Last season, during the conference finals loss to the Warriors, Harden lost his shooting touch and his efficiency. He shot a miserable 24 percent on 3-pointers in that series. The 27 consecutive team misses in Game 7 -- Harden was 2-of-13 on 3-pointers that night -- is what many remember, but he had another game where he was 0-of-11 on 3s. When it truly mattered, he just wasn't able to deliver.
Meanwhile, Durant led the Warriors in minutes and scoring in the conference finals. In the closeout game, he had 34 points. Durant has a wonderful safety net -- for example, he struggled shooting when the Warriors faced elimination in Game 6 last year, but Klay Thompson put in 35 to erase the issue -- that Harden doesn't enjoy. But he also doesn't seem to get the proper spotlight at times.
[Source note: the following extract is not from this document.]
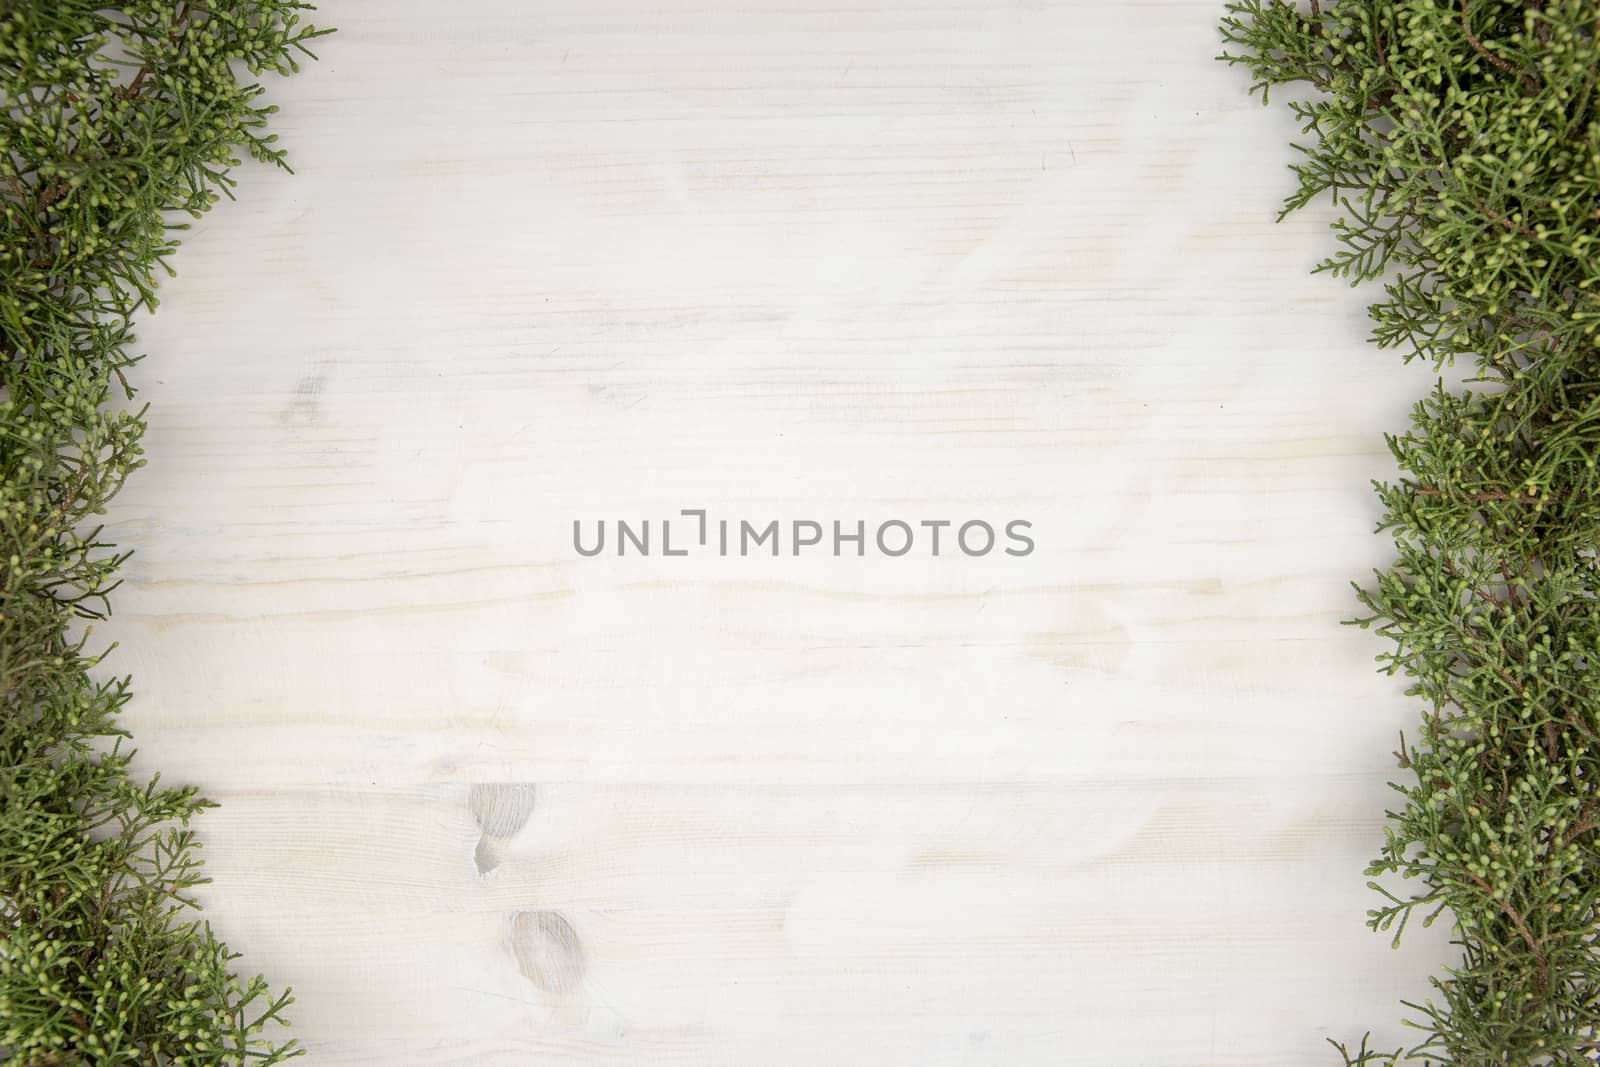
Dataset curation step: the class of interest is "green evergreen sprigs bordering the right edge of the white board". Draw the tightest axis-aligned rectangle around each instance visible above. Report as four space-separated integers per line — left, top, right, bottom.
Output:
1221 0 1600 1065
Durant hasn't finished in the top five of the MVP voting since he came to the Warriors. Last season, when Harden won, DeMar DeRozan was on nearly as many ballots as Durant was. He probably won't finish in the top five this season, either, when Harden is a serious contender to win again.
It's one of the taxes Durant has paid for being on a superteam: Recognition for his individual greatness has been somewhat diminished. He has walked away with the past two Finals MVPs, but for whatever reason that hasn't earned him the respect it should. Perhaps because those Finals were so lopsided, it has been unfairly undervalued.
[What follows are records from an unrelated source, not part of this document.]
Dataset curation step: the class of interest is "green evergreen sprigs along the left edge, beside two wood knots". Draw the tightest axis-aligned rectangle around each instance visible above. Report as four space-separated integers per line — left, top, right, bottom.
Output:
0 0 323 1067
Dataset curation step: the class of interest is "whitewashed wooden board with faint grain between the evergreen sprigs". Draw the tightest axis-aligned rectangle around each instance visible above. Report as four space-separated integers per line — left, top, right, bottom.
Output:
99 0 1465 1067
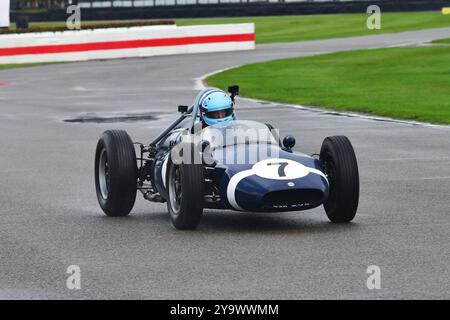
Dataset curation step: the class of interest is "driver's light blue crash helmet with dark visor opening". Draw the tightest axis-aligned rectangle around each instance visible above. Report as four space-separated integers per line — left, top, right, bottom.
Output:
199 89 235 126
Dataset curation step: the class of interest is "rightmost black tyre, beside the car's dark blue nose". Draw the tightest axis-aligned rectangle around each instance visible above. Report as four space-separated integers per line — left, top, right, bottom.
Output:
320 136 359 223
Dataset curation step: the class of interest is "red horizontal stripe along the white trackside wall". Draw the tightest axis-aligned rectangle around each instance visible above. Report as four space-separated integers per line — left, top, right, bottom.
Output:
0 33 255 56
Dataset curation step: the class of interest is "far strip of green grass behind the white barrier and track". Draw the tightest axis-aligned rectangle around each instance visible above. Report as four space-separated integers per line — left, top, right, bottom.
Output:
176 12 450 43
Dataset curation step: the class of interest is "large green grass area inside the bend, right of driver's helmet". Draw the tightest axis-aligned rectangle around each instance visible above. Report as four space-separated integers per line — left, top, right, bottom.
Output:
207 46 450 124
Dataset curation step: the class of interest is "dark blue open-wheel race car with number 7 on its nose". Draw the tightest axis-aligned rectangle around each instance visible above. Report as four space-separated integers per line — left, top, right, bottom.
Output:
95 86 359 229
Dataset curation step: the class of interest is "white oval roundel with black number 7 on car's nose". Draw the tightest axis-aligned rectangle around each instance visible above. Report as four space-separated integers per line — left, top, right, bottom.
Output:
252 158 311 180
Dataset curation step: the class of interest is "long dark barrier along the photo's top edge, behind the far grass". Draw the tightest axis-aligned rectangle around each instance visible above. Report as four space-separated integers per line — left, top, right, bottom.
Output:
10 0 450 22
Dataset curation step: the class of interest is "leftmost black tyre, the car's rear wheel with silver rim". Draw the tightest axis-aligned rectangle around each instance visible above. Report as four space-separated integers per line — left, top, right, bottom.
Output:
95 130 138 217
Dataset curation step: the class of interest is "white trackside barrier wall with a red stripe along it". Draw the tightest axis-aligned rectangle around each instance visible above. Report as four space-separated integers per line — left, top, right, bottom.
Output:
0 23 255 64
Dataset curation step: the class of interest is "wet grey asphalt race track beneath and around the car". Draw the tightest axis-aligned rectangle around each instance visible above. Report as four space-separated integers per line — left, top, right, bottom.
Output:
0 28 450 299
During the 2017 Finals, Durant's performance made the case that he'd taken the mantle from LeBron James as the best player in the league. Paul Pierce, under some scrutiny because of his long-standing personal rivalry with James, said as much during television coverage of that series. Pierce declared it the dawn of the Durant era, and that was even before Durant's Game 3 dagger over James cemented him as the eventual winner of the Bill Russell Trophy.
Two years on, the Warriors are two rings richer and Durant is right on pace to back up Pierce's proclamation as he searches for his third. Regardless of regular-season recognition, Durant is built for the postseason because his phenomenal size plus his range make him invaluable in half-court possession games. It has showed the past two years and, after a hiccup game during which the LA Clippers' Patrick Beverley succeeded in getting under his skin in the previous round, it's happening again.
"Kevin can get his own shot at any time he wants," Kerr said. "That's what makes him so impossible to guard. He understands what we need from him and he's been delivering game after game."
In 2016, when Harden lost to the Warriors in the playoffs (he shot just 31 percent from 3-point territory in that series), he wasn't ready and didn't have the team to compete. Last year, he was at the top of his game and had a loaded team, but an injury to Paul derailed the bid. This year, the Rockets are healthy and they had a rest advantage coming into Game 1. Some believe, despite a lesser record, that this team is better equipped to beat a thinner and more unsteady Warriors squad.
Beating a historically great team is truly an all-encompassing challenge. Just ask James, who lost three times in four years to Golden State and eventually tapped out to start over elsewhere. The assembly of talent the Warriors have is hard to beat even if you're at the top of your game, as Jerry West was when he repeatedly failed to beat the Boston Celtics in the 1960s.
But West and James went out to the dynasties at the top of their games, valiantly fighting to the end each time. Harden hasn't been able to say that just yet.
It's just 1-0; there's lots of time left for Harden to change the story. But Durant has owned the edge for the past few years, and he owned it again in Game 1. In the end, that's the issue at the heart of this series.